J’avoue avoir été surpris par toutes les différentes perceptions d’Edvard Beneš, que ce soit celle des Tchèques ou des Allemands des Sudètes, qu’il s’agisse de son appréciation sous la Première République, lors des accords de Munich ou dans l’historiographie communiste, ou encore de son appréciation dans les mémoires de ses contemporains. Les appréciations sont très nombreuses aussi parce que la figure de Beneš est utilisée, instrumentalisée par exemple dans les années 1990 dans les relations tchéco-allemandes, et ce des deux côtés. Beneš est devenu un symbole de nombreux points de vue, de beaucoup de fractions et de projets politiques, de différentes idéologies, et il est donc souvent instrumentalisé pour des motifs politiques. »

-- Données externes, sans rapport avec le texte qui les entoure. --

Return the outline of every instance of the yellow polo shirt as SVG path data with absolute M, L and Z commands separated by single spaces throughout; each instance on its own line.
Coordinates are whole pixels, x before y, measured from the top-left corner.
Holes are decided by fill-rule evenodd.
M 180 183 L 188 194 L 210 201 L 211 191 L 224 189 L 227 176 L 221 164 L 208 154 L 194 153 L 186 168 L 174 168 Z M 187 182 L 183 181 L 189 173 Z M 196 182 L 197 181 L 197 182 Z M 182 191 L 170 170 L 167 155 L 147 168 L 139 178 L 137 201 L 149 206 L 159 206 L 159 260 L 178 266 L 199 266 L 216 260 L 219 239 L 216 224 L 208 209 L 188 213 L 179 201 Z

On se souvient en effet récemment de la tentative du président Václav Klaus de faire appel aux décrets Beneš pour repousser la signature du Traité de Lisbonne. Quelle est l’image d’Edvard Beneš dans la société tchèque d’aujourd’hui ? C’est ce que nous avons demandé à Ota Konrád :
« C’est une question d’impression, je ne peux pas vraiment dire mais je me réfère à un exposé présenté par un de nos intervenants, Miroslav Kunštát, qui s’intitulait ‘Beneš dans l’espace public des années 1990’ et M. Kunštát a très bien montré que la figure de Beneš a été utilisée à de nombreux desseins. Aujourd’hui, je présume qu’un sujet en lien avec Beneš qui serait intéressant pour des partis politiques parce qu’il engendrerait un débat public n’a plus lieu d’être. Je pense que Beneš ne joue plus ce rôle et que ce personnage s’est déplacé vers la recherche historique. La dernière discussion publique qui s’est déroulée autour d’Edvard Beneš a eu lieu quand la République tchèque est entrée dans l’Union européenne, et les décrets Beneš qui sont associés aux expulsions des Allemands après-guerre. Donc le thème a un peu resurgi mais, dernièrement, je ne me rappelle pas d’une discussion où Beneš est apparu dans le débat public. Je pense que, finalement, c’est mieux comme ça parce qu’il n’est pas idéal que des évènements historiques s’actualisent pour des besoins politiques. Ce n’est d’ailleurs pas bon pour la recherche historique, donc c’est mieux comme cela. »Cette conférence a été organisée dans le cadre d’un projet de recherche plus large intitulé « Edvard Beneš, les Allemands et l’Allemagne ». Selon Ota Konrád, les interventions de cette rencontre feront l’objet d’une publication prochaine. Peu évoquée pendant cette conférence, la perception française d’Edvard Beneš devrait aussi avoir sa place dans le futur recueil.